The argument is based on the notion that the reaching of a safe level of power supply is not only essential to the national economy of the States, but also for the human development and security. The advantages of an integrated regional energy system and the broad use of renewable energy bring energy security to South America so that human security is not only respected, but improved.
When the use of natural resources is analyzed throughout history, especially since the Industrial Revolution, it becomes clear how society has become dependent on exosomatic energy and how the capitalist way of production accelerated and distorted
There is an overwhelming incompatibility between the current growth and development model and nature’s ability to replenish its resources3. Although this model, since the Industrial Revolution, has been producing some progress for some people, and that it could still produce wealth (regardless of who is the addressee of this wealth) for another fifty years as it is speculated; it is known that in the long term it will become impossible to bear the economic and social costs of this development model, which is based on huge levels of energy consumption, threatening the human existence on Earth.
Therefore, development must be understood not only as the expansion of material conditions, but it should also take into account other aspects, such as environmental protection, social cohesion, preserving cultural diversity, gender equality and expansion of human capabilities4.

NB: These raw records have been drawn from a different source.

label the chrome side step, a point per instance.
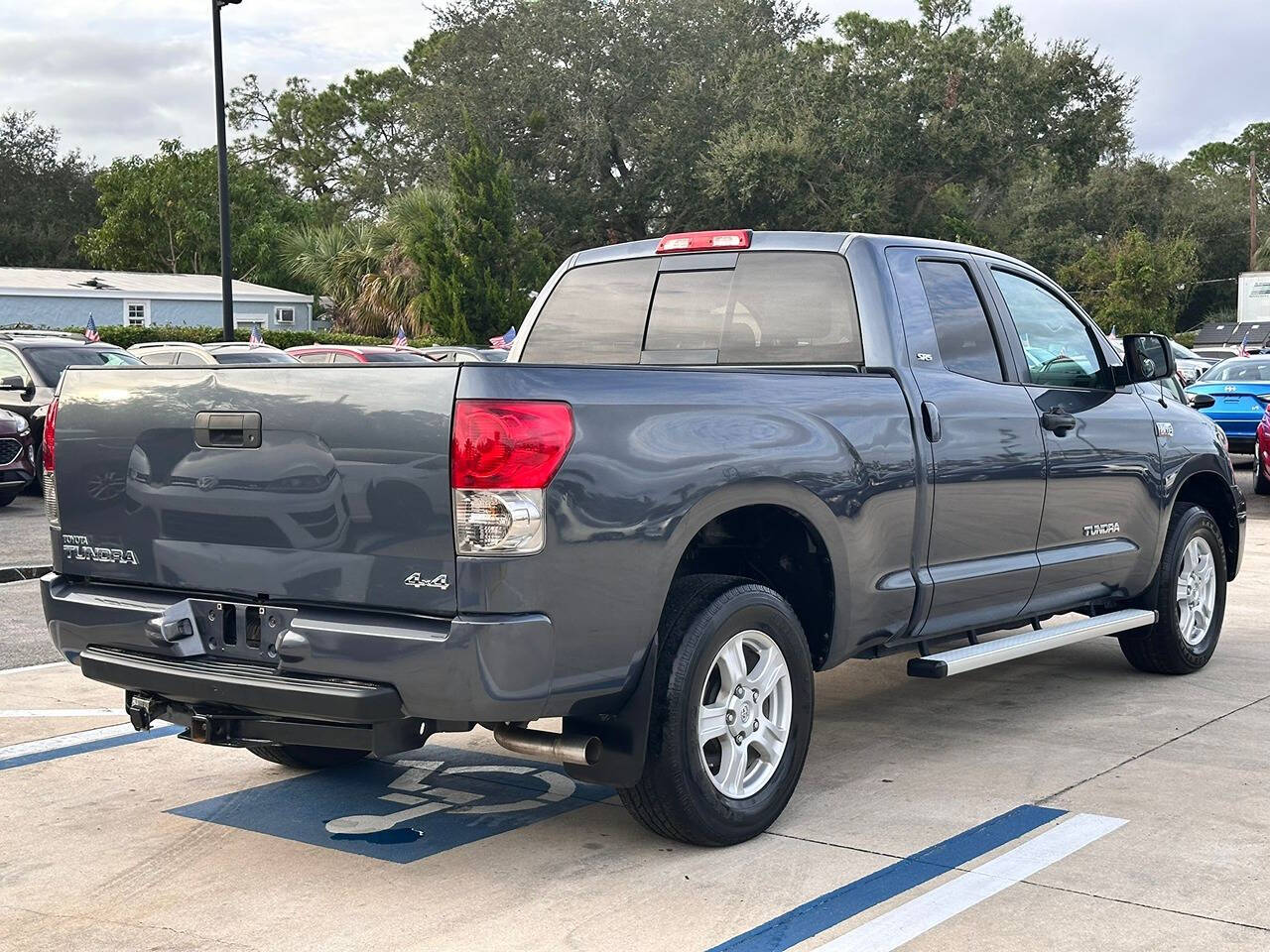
(1029, 643)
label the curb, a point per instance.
(23, 572)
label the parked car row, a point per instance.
(1236, 395)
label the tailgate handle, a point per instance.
(214, 429)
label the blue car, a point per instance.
(1241, 393)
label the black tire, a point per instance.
(1260, 484)
(675, 797)
(307, 758)
(1162, 649)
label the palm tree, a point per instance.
(368, 268)
(1261, 261)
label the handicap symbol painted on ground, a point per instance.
(407, 807)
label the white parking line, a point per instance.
(33, 666)
(66, 712)
(64, 740)
(910, 920)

If development must be understood this way, then, energy plays a key role, both for national and human development. For development to occur, access to energy must be guaranteed. This relationship brings with it the energy security problem in itself. Energy security, in this sense, is an indispensable and fixed prerequisite for the development. There is no development without energy.

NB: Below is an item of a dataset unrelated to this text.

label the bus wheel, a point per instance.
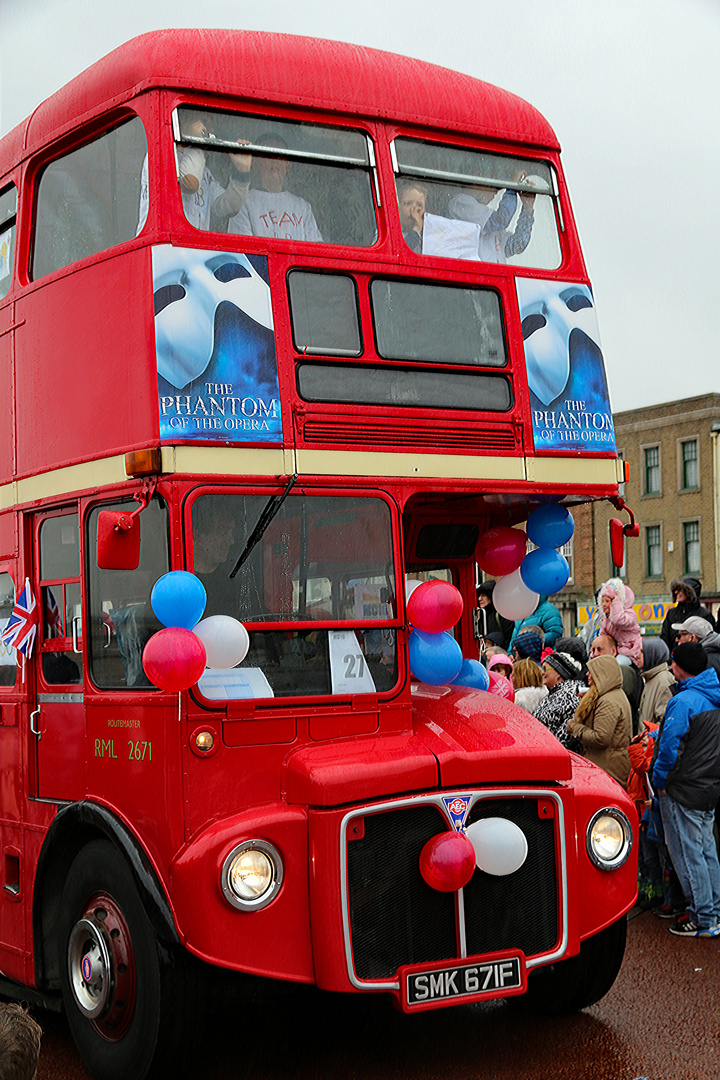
(126, 996)
(581, 981)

In order to work on these issues, the paper is structured as follows: in a first topic, brief remarks about the notion of human security and its relationship with the idea of energy security are presented. The second topic discusses the reasons why it is believed that an integration policy based on renewable energy in South America should be taken into effect. The third topic examines concrete actions in the context not only of MERCOSUR, but also along with two international organizations and an international forum which think of solutions for energy integration in South America: CIER, OLADE and IIRSA, as well as it brings a survey of what already exists in terms of energy exchange. Finally, the work draws its conclusions.
It is worth to note that the article does not intend to exhaust the topic or present a final solution to the South American energy problem, as it is truly complex and dynamic. By studying the energy issue, one is faced with a theme, which besides being politicized, it touches many fields of knowledge, so the purpose of the work is no other than to merely bring the arguments to the academic arena in order for them to be analyzed, criticized and revised.